Uno sport da operaio...
ma uno status privilegiato
Si dice spesso che il ciclismo sia una professione dolorosa. Certo che lo è. Ci sono sempre quei quarantacinque minuti in cui il corpo sembra andare a fuoco: gambe, polmoni... Tuttavia, il paragone finisce qui, tra il lavoro di operaio e il ciclismo professionistico. Sì, ci sono valori condivisi: impegno, ripetizione dei compiti, divisione del lavoro. Ma non conosco molti lavoratori che, come noi, tornano a casa e trovano cibo, riparo, massaggi e coccole... A dire il vero, noi corridori del Tour de France siamo privilegiati.

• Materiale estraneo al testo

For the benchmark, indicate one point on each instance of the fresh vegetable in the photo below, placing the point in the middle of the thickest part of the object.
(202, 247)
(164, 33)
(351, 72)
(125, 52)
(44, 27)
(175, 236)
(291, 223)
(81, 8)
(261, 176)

La fabbrica è stata una fortuna per me. Sono passato dalla fabbrica al ciclismo professionistico in una squadra di terza categoria, il CIC U Nantes Atlantique. Ricevevo il minimo sindacale, ma mi consideravo già fortunato. Nel 2024 mi sono ritrovato a indossare la maglia della Total Energies, a gareggiare nel mio primo Tour de France, ed è così che ho avuto la possibilità di giocarmi la volata contro Tadej Pogacar e Jonas Vingegaard, che mi avevano raggiunto al traguardo di tappa a Bologna! Un ricordo bellissimo, sia per me sia per i miei amici che mi guardavano in tv. Privilegiato, vi dico... I miei genitori ancora lavorano dopo trent'anni. In un certo senso, non dobbiamo mai dimenticare da dove veniamo.